Desde 1986, diversas organizaciones indígenas del continente venían articulando una reflexión profunda sobre la invasión. Mientras los jefes de Estado de Iberoamérica se preparaban para la gran celebración, en 1988, líderes indígenas reunidos en Colombia lanzaron la Campaña 500 Años de Resistencia Indígena.
Este movimiento se consolidó rápidamente. En 1989, el Primer Encuentro Campesino Indígena en Bogotá acordó la constitución de Comités Nacionales. Más tarde, el movimiento se amplió y fortaleció, culminando en el III Encuentro Continental 500 Años de Resistencia Indígena, Negra y Popular en Nicaragua (1992).

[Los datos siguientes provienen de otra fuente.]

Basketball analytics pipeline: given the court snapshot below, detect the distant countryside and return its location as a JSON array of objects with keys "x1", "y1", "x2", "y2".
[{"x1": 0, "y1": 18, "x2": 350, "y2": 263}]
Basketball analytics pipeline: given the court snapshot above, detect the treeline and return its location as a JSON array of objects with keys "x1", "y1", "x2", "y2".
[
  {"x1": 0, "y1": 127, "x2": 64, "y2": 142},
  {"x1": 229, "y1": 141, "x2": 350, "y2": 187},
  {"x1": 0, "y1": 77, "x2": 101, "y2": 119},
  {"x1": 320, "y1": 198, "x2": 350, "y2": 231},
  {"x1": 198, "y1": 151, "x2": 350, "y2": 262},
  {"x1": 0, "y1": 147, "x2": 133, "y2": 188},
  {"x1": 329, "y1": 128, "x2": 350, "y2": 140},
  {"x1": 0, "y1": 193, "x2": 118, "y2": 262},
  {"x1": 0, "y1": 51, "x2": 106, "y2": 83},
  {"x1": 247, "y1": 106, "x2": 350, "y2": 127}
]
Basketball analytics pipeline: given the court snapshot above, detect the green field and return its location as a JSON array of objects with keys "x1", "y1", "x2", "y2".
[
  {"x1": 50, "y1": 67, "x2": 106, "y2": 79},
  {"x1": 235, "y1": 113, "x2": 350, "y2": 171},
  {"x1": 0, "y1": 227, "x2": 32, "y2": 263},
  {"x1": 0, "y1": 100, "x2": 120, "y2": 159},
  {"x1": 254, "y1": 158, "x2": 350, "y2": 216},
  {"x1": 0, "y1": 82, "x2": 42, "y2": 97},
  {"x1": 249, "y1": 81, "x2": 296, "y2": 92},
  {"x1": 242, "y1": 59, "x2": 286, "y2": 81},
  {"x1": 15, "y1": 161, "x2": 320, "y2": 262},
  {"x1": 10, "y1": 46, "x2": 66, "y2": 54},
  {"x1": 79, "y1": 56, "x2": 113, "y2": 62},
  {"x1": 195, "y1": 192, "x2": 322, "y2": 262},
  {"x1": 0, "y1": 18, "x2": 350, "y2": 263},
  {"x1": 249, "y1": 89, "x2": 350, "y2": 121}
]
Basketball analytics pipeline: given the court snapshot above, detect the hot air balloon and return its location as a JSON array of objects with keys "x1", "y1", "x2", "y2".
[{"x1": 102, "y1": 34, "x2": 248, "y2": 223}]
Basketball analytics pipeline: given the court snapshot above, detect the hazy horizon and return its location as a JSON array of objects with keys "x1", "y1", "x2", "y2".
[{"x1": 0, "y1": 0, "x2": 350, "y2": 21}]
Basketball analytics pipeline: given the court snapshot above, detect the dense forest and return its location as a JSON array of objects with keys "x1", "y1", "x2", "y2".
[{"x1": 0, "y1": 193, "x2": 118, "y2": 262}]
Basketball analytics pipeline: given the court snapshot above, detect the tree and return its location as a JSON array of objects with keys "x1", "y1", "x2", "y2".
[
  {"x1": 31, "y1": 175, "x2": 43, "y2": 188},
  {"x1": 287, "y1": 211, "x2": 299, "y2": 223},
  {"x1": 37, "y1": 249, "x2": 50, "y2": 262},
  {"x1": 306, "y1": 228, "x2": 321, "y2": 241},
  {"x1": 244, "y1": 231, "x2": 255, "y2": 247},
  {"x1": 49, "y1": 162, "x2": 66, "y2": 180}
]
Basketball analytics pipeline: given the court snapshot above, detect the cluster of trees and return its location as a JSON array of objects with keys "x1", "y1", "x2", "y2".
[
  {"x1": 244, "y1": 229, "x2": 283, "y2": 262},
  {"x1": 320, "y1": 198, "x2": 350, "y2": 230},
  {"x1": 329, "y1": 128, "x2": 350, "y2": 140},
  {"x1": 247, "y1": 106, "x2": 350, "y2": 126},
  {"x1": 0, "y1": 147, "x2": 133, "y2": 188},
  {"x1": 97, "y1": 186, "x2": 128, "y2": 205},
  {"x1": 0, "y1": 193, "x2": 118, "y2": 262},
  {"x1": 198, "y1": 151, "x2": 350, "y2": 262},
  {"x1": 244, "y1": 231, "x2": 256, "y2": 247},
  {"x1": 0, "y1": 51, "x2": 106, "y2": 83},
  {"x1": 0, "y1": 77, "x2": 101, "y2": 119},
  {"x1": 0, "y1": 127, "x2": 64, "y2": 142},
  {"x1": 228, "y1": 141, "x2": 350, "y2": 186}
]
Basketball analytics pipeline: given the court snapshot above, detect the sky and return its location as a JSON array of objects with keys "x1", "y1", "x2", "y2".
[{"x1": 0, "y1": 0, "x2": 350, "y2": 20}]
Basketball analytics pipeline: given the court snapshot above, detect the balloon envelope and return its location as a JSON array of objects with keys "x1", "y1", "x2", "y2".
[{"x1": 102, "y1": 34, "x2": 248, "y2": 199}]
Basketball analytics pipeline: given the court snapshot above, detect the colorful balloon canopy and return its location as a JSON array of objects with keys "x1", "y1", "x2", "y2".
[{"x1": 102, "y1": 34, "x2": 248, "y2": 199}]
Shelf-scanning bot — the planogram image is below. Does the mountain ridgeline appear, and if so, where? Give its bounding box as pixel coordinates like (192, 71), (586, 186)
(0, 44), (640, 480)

La inclusión de los pueblos negros y populares subrayó la amplitud de la opresión y la necesidad de una alianza histórica.
México no fue ajeno a este despertar. En julio de 1990 se constituyó el Consejo Mexicano 500 Años de Resistencia Indígena, Negra y Popular, impulsado por un centenar de organizaciones nacionales. El acuerdo fue replicar esta estructura en los estados.
En Guerrero, nuestra historia de lucha tomó forma el 14 de septiembre de 1991. Así nació el Consejo Guerrerense 500 Años de Resistencia Indígena, Negra y Popular. Fue integrado por organizaciones y representantes de diversos municipios, hablantes de las cuatro lenguas: amuzgo (ñon da), mixteco (tu’un savi), tlapaneco (me’phaa), y nahua.
La misión era impedir la celebración del “Encuentro de Dos Mundos” que anunciaban el gobierno de Carlos Salinas de Gortari y el rey de España.
El Consejo Guerrerense se integró con organizaciones regionales combativas, como el Consejo de Pueblos Nahuas del Alto Balsas, que sostenían una lucha crucial contra la intención del gobierno mexicano de construir la Presa Hidroeléctrica San Juan Tetelcingo.
En octubre de 1992, varios sectores organizados acordamos marchar al Distrito Federal (hoy Ciudad de México). Partimos en medio de la lluvia de Chilpancingo el 2 de octubre. En el trayecto por Iguala y Cuernavaca se sumaron contingentes de diversas comunidades. Si bien llevábamos demandas locales (principalmente infraestructura), el propósito central era la protesta unificada contra el Quinto Centenario. Para el Alto Balsas, la demanda era la cancelación definitiva de la presa.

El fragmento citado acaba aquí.